Buenas tardes a todos. Me alegra mucho poder compartir mesa con tan buenos amigos:

  • Con quien nos acoge en esta magnífica Universidad, su rector, Julio Martínez, de quien tengo la suerte de contar con su amistad desde la juventud, cuando nos juntábamos de varias congregaciones marianas promovidas por los jesuitas para vivir juntos la experiencia de campamentos de verano en Los Pirineos. Me consta que dirige esta Universidad con el mismo acierto y aplomo como dirigía entonces aquellos campamentos. Esta tarde además vamos de mesa en mesa, porque acabamos de inaugurar juntos los cursos de formación de catequistas de nuestra Archidiócesis con una magnífica conferencia de Julio sobre “Evangelizar en la cultura de hoy”, objetivo que también centra este acto, porque a ello contribuye también este libro que presentamos.
  • Con mi buen amigo el catedrático Federico Fernández de Buján, uno de esos pocos laicos intelectuales católicos que tan valioso servicio hacen con su pensamiento, su palabra y su pluma no sólo a la sociedad europea (sobre todo a la española y a la italiana) sino también a la Iglesia.
  • Y con mis buenos amigos y correligionarios periodistas (me llena de orgullo considerarme periodista además de sacerdote), Bieito Rubido y Juan Vicente Boo, director y corresponsal en Roma del diario ABC respectivamente. De ellos siempre he podido reconocer aquella descripción de San Juan Pablo II: “auténticos cristianos, excelentes periodistas”.
  • Y además de felicitar a Bieito por su dirección de uno de los periódicos más prestigiosos del mundo, quisiera felicitar especialmente a Juan Vicente no sólo por sus crónicas romanas en el mismo, o sus columnas de análisis (que tengo también el orgullo de compartir con él) en el semanario Alfa y Omega, sino también y muy especialmente por este libro, que se enmarca en una serie de publicaciones en las que, junto a las periodísticas, demuestra una especialísima capacidad de entender, valorar y ponderar la impronta eclesial y mundial del pontificado del Papa Francisco.

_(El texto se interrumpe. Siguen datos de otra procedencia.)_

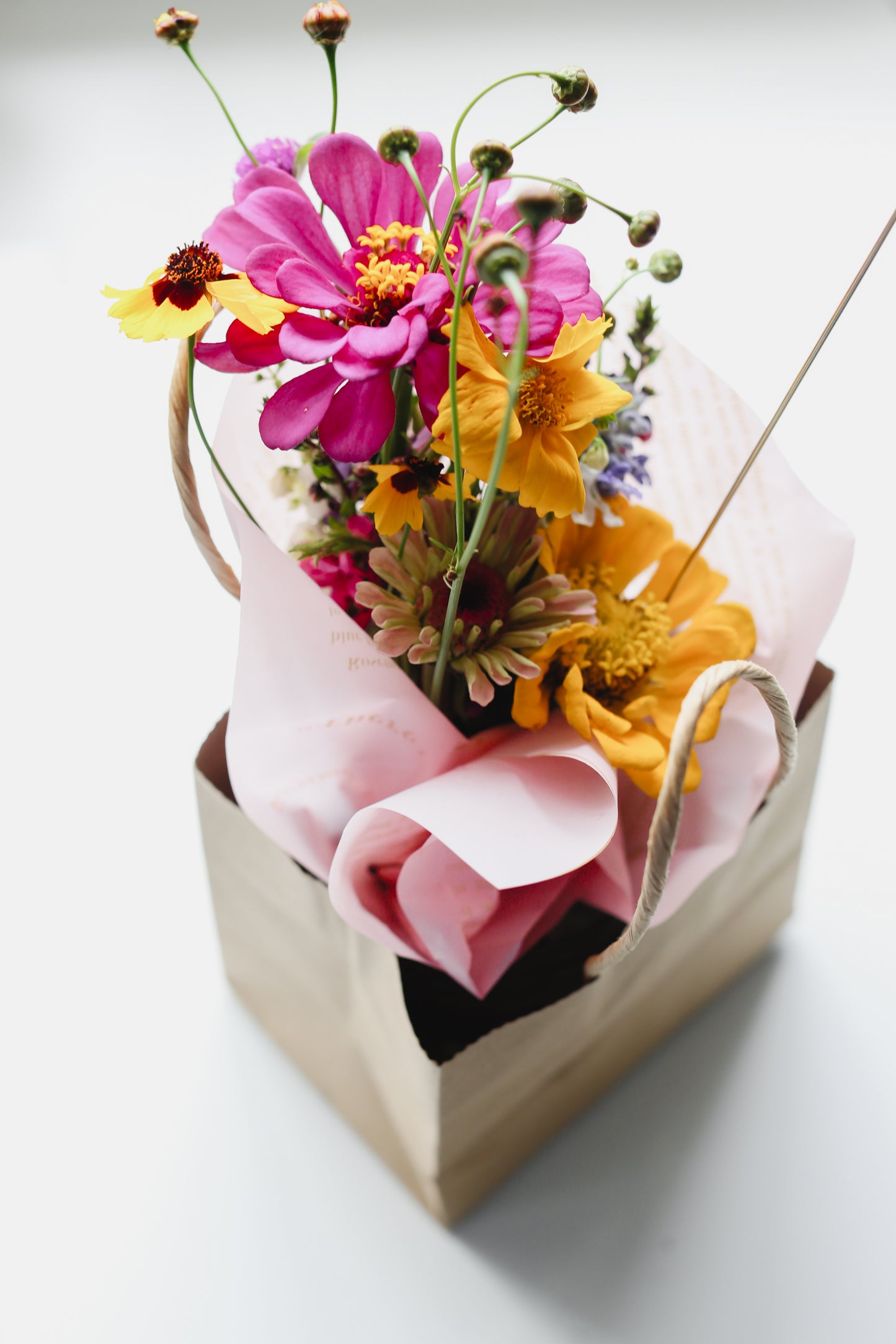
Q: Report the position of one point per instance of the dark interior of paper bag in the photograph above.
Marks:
(448, 1019)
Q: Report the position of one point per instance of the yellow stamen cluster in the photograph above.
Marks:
(543, 398)
(631, 638)
(379, 239)
(384, 280)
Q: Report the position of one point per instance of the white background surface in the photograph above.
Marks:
(166, 1173)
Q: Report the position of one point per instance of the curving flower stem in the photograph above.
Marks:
(331, 61)
(558, 112)
(642, 270)
(520, 74)
(515, 376)
(456, 331)
(418, 187)
(555, 182)
(191, 366)
(221, 101)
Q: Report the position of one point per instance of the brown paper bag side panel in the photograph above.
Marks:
(285, 955)
(332, 1000)
(500, 1072)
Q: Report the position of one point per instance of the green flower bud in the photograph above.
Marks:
(496, 254)
(176, 26)
(644, 228)
(665, 267)
(571, 85)
(396, 141)
(597, 456)
(492, 156)
(572, 200)
(588, 101)
(327, 23)
(538, 206)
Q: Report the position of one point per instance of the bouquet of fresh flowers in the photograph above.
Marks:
(471, 654)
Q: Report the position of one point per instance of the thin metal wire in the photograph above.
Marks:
(781, 411)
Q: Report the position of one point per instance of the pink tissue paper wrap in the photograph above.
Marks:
(463, 852)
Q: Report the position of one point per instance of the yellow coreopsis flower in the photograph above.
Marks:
(552, 425)
(402, 484)
(176, 300)
(623, 679)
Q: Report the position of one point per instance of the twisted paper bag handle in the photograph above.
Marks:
(667, 819)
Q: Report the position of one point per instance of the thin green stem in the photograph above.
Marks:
(418, 187)
(331, 62)
(191, 366)
(521, 74)
(558, 112)
(221, 101)
(515, 378)
(402, 390)
(555, 182)
(625, 281)
(453, 344)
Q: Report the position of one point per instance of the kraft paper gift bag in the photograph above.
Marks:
(450, 1090)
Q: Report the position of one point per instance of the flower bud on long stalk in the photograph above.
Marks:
(515, 378)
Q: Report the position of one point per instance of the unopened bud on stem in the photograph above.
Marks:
(496, 254)
(665, 267)
(397, 141)
(571, 85)
(538, 206)
(588, 101)
(644, 228)
(176, 26)
(327, 23)
(572, 200)
(492, 156)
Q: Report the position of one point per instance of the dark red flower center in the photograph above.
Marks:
(388, 273)
(484, 599)
(186, 276)
(421, 475)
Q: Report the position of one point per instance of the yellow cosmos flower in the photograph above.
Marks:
(176, 300)
(552, 425)
(624, 678)
(401, 486)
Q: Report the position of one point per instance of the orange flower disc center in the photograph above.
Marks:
(631, 638)
(484, 600)
(543, 398)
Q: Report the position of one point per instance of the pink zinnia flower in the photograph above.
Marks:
(386, 311)
(340, 574)
(558, 280)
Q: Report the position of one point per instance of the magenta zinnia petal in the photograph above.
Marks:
(561, 269)
(303, 284)
(347, 175)
(432, 380)
(264, 262)
(288, 216)
(297, 407)
(546, 318)
(253, 350)
(309, 339)
(359, 420)
(267, 175)
(234, 238)
(381, 344)
(398, 198)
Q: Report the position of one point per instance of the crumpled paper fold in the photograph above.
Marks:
(463, 852)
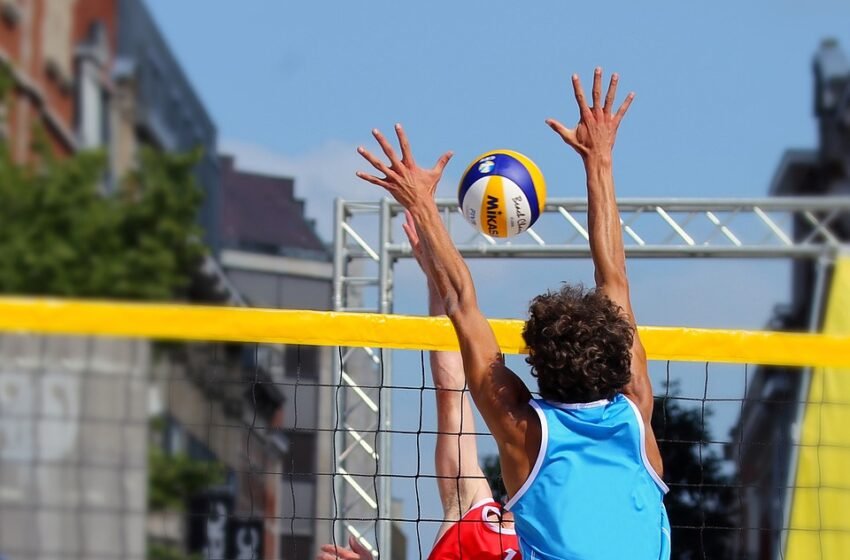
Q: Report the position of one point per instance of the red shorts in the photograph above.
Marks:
(476, 537)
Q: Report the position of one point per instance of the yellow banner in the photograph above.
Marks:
(820, 508)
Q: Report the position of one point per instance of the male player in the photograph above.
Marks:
(474, 525)
(581, 463)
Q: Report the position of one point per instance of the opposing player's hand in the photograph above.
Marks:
(596, 130)
(356, 552)
(408, 183)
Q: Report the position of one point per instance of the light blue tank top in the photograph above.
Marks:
(592, 493)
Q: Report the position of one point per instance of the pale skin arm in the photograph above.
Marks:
(501, 396)
(593, 139)
(356, 551)
(460, 480)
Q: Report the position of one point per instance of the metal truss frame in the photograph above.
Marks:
(368, 242)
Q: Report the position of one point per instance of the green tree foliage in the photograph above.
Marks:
(173, 479)
(60, 235)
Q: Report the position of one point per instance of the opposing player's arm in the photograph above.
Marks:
(593, 139)
(499, 394)
(460, 480)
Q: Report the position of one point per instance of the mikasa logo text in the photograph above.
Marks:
(492, 214)
(521, 218)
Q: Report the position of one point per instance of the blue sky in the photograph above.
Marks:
(723, 88)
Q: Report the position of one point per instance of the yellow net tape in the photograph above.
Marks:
(189, 322)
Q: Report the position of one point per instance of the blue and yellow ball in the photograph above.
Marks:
(502, 193)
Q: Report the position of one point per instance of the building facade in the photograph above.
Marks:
(272, 255)
(97, 74)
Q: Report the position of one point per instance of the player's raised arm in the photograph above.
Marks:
(460, 480)
(499, 394)
(593, 138)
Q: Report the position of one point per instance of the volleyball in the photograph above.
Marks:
(502, 193)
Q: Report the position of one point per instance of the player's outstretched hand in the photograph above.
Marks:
(356, 552)
(596, 130)
(408, 183)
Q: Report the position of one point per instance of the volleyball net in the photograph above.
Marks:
(160, 431)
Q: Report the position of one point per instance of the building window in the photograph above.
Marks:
(11, 12)
(302, 362)
(300, 461)
(293, 547)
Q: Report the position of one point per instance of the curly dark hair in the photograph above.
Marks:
(579, 345)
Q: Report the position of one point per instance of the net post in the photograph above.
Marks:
(822, 266)
(384, 525)
(339, 299)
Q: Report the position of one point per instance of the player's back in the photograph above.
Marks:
(592, 493)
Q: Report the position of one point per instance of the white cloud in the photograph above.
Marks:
(321, 175)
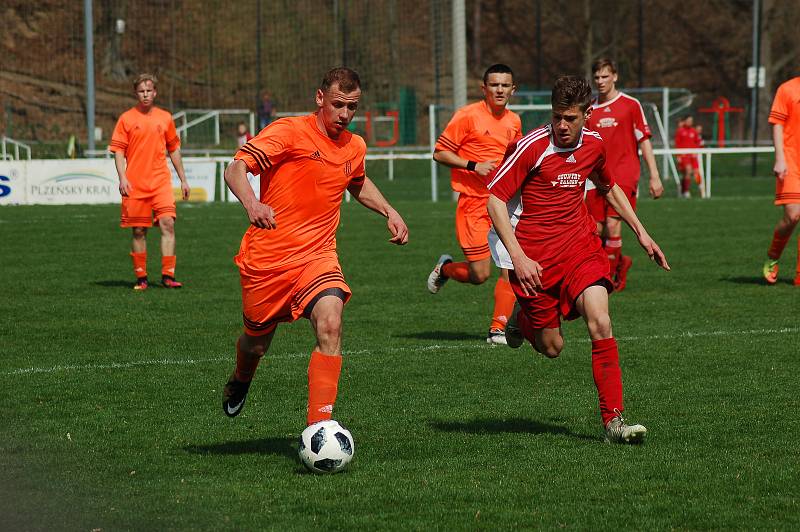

Compartiré brevemente con todos ustedes tres cuestiones que creo oportunas en la presentación de este libro que lleva el tan sugerente título de “píldoras del alma” de Juan Vicente Boo en el que se recogen los mejores tuits del Papa Francisco. Son las siguientes:

  • “Píldoras del alma”: ¿lenguaje de Twitter o lenguaje del Papa?
  • “Píldoras del alma”: ¿expresión de una Iglesia en salida?
  • “Píldoras del alma”: ¿A alguien les molesta?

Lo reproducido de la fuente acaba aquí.